16:45:37 <mmcgrath> It took a couple of seconds to fix.
16:45:40 <jwb> abadger1999, ok
16:45:55 <spot> mmcgrath: to comply with the AGPL, you just need to have a link to the source that is running.
16:46:03 <mmcgrath> that couple of seconds, takes much longer when I have other stuff to do with linking to this or that and publishing, etc.
16:46:06 <spot> that could be a link to the base source control and a link to the hotfixes
16:46:19 <mmcgrath> except none of our code currently does that.
16:46:20 <abadger1999> spot: I think infra needs to know more about what compliance to the AGPL means in order to understand how costly/inexpensive it is to comply.
16:46:28 <spot> honestly, you should be tracking your hotfixes anyways
16:46:43 <jwb> spot, that is sort of orthogonal
16:46:47 <spot> no, not really
16:46:51 <mmcgrath> awhat about config files?
16:47:00 <spot> mmcgrath: config files aren't code.

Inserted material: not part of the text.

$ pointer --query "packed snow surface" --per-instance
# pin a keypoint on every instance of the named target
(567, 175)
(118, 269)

16:47:12 <jwb> yes, sure.  but if they don't right now, they aren't violating a license
16:47:17 <mmcgrath> additionally if I worked at either of the last two places I worked with, they'd immediatly say no to using it.
16:47:21 <ricky> With something like mod_wsgi, code and configuration can be very mixed at times.
16:47:22 <mmcgrath> just because of that.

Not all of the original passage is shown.